Copper reacts with silver nitrate solution in a single displacement reaction:
Cu + 2AgNO3 → Cu(NO3)2 + 2Ag
12.7 g of Cu (Mr = 63.5) is added to a solution containing 27.2 g of AgNO3 (Mr = 170). The reaction proceeds with a percent yield of 85.0%.
What is the actual mass of silver (Mr = 108) deposited?
A) 27.5 g
B) 23.4 g
C) 14.9 g
D) 17.5 g
▶️ Answer/Explanation
Ans: B
Step 1: Convert to moles
$n_{\text{Cu}} = \frac{12.7}{63.5} = 0.200\,\text{mol}$ $n_{\text{AgNO}_3} = \frac{27.2}{170} = 0.160\,\text{mol}$
Step 2: Identify the limiting reactant
Ratio: 1 mol Cu requires 2 mol AgNO3.
For 0.200 mol Cu: need \(0.200 \times 2 = 0.400\) mol AgNO3.
Available AgNO3 = 0.160 mol → far less than needed.

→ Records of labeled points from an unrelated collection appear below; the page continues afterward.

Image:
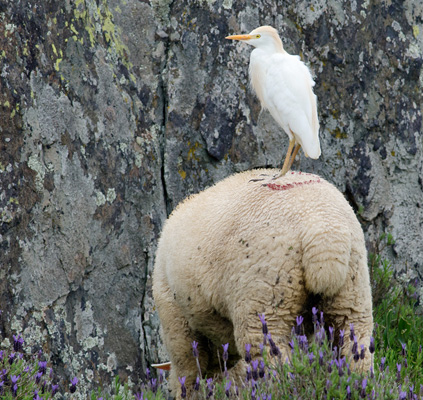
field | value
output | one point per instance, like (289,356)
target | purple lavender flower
(331,336)
(274,350)
(402,396)
(335,352)
(153,385)
(247,353)
(38,377)
(382,363)
(320,358)
(74,382)
(264,323)
(351,331)
(314,311)
(341,338)
(339,364)
(302,342)
(194,345)
(197,384)
(403,352)
(399,372)
(42,367)
(249,375)
(254,373)
(355,345)
(261,370)
(363,388)
(331,362)
(372,345)
(362,352)
(299,320)
(209,387)
(17,342)
(261,346)
(227,388)
(183,388)
(225,352)
(54,389)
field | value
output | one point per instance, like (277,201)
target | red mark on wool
(276,186)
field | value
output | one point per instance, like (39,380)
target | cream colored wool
(241,248)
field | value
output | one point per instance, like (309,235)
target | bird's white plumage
(284,86)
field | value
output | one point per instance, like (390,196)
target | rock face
(112,111)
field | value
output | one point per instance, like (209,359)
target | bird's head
(264,37)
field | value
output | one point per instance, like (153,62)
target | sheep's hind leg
(178,338)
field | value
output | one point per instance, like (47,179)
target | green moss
(338,134)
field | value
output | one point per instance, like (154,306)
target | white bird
(283,84)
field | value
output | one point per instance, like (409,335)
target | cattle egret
(283,84)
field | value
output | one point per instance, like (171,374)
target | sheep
(251,245)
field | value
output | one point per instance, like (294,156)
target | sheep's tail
(326,258)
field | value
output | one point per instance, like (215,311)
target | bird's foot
(279,175)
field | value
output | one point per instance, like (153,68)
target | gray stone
(112,112)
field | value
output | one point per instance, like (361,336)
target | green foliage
(398,318)
(22,377)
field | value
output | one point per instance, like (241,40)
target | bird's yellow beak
(239,37)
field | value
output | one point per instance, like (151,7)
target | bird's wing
(289,96)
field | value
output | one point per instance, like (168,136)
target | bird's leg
(287,163)
(294,154)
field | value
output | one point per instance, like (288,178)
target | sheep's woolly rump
(251,245)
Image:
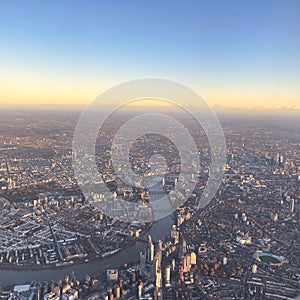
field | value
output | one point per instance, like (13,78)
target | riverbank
(127,254)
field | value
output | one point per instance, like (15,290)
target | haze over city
(238,54)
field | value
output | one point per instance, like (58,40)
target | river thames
(128,254)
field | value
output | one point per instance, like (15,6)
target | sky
(233,53)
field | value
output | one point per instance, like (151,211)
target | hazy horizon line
(217,107)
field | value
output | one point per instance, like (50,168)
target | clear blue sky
(226,50)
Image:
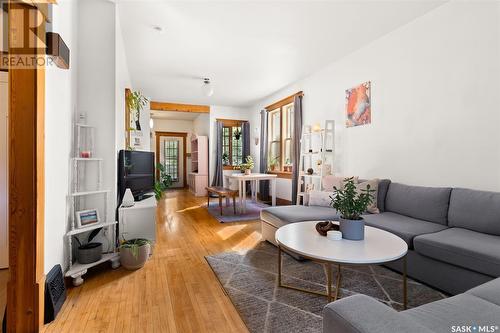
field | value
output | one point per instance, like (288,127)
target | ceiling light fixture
(158,29)
(207,87)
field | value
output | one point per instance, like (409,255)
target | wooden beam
(284,101)
(166,106)
(25,288)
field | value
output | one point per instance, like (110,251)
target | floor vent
(55,293)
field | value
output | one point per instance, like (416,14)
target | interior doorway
(171,152)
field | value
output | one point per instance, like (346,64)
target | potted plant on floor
(134,253)
(163,182)
(91,251)
(351,203)
(247,166)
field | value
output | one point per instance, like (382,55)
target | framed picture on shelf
(87,217)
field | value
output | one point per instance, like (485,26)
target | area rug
(252,211)
(250,281)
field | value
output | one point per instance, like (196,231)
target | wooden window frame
(230,123)
(273,107)
(158,147)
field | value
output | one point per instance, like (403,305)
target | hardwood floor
(176,291)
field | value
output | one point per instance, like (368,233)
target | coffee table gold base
(329,274)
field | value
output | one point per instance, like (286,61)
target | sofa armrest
(363,314)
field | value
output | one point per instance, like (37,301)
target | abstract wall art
(358,105)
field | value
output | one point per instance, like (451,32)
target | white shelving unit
(317,152)
(77,201)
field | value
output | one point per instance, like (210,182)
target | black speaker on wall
(55,293)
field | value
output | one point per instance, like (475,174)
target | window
(171,162)
(280,135)
(232,143)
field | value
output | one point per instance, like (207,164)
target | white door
(4,175)
(172,157)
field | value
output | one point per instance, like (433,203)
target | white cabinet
(138,221)
(4,174)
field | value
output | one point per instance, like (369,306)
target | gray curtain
(245,133)
(218,177)
(297,134)
(263,185)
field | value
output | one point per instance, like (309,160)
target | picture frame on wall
(87,217)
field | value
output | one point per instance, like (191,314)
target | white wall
(60,106)
(435,118)
(122,81)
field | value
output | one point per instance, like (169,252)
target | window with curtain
(171,159)
(232,143)
(280,135)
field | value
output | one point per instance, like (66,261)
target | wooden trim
(281,174)
(128,92)
(284,101)
(25,289)
(166,106)
(184,142)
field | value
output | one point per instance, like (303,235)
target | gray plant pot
(89,253)
(130,262)
(352,229)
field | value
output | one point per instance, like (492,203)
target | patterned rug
(250,280)
(252,211)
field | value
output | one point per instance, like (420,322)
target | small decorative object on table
(323,227)
(89,252)
(247,166)
(351,204)
(87,217)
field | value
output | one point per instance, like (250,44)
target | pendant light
(207,87)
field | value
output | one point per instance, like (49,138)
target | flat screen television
(136,170)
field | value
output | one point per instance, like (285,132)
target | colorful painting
(358,105)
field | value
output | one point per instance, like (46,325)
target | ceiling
(174,115)
(249,49)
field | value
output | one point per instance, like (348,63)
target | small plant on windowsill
(163,182)
(247,166)
(351,203)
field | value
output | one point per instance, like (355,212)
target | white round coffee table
(378,247)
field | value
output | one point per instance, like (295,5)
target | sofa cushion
(460,310)
(383,187)
(490,291)
(475,210)
(425,203)
(279,216)
(464,248)
(403,226)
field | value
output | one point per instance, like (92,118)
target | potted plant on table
(134,253)
(351,203)
(247,166)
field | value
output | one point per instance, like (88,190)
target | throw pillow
(320,198)
(373,186)
(338,181)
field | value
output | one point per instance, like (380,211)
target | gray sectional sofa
(478,307)
(453,234)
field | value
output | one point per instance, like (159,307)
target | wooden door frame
(159,134)
(25,289)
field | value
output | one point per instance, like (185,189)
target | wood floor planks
(176,292)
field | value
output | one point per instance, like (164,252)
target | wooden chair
(222,192)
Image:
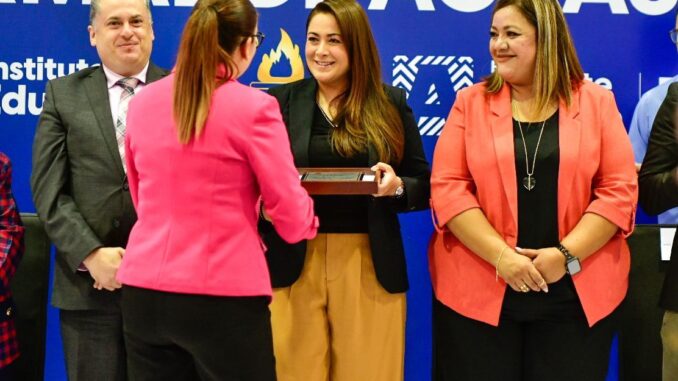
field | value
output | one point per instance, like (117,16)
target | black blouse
(337,214)
(538,208)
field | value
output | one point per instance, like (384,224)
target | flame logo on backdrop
(287,56)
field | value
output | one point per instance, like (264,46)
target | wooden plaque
(338,181)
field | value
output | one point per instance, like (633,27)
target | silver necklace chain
(327,118)
(529,182)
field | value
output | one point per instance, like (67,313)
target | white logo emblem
(457,72)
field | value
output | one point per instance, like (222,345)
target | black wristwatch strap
(572,263)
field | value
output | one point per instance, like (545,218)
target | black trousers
(93,344)
(540,337)
(196,337)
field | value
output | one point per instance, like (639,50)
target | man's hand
(103,265)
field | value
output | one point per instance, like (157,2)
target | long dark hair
(365,114)
(215,29)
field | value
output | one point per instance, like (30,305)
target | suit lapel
(502,132)
(97,94)
(302,104)
(569,135)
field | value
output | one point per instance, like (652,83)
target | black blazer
(79,184)
(658,183)
(297,103)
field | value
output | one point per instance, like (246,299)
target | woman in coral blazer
(534,190)
(202,149)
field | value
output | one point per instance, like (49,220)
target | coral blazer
(474,167)
(196,231)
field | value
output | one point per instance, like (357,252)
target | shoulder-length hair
(213,32)
(365,114)
(557,69)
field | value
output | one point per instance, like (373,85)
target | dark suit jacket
(297,102)
(79,186)
(658,183)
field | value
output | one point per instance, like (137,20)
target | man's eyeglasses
(259,38)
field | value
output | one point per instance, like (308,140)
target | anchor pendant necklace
(529,181)
(327,117)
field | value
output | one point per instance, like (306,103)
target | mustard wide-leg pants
(336,322)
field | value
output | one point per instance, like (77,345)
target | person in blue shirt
(641,125)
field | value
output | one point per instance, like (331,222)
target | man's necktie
(128,85)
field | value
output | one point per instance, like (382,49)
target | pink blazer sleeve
(615,185)
(285,200)
(452,187)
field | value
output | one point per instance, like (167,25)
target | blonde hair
(557,69)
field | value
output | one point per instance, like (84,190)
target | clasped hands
(103,264)
(531,269)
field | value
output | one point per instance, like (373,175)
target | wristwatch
(572,264)
(400,191)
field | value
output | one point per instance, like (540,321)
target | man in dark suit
(80,187)
(658,183)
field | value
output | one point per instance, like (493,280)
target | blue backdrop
(432,48)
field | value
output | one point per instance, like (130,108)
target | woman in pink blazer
(534,191)
(202,150)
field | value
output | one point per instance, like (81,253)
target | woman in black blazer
(338,309)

AgNO3 is the limiting reactant.
Step 3: Calculate theoretical yield of Ag
Ratio: 2 mol AgNO3 → 2 mol Ag (1 : 1 ratio)
$n_{\text{Ag}} = 0.160\,\text{mol}$ $\text{Theoretical yield} = 0.160 \times 108 = 17.28\,\text{g}$
Step 4: Apply percent yield
$\text{Actual yield} = 17.28 \times \frac{85.0}{100} = 14.69 \approx 14.7\,\text{g}$
Therefore, the correct answer is C — 14.9 g.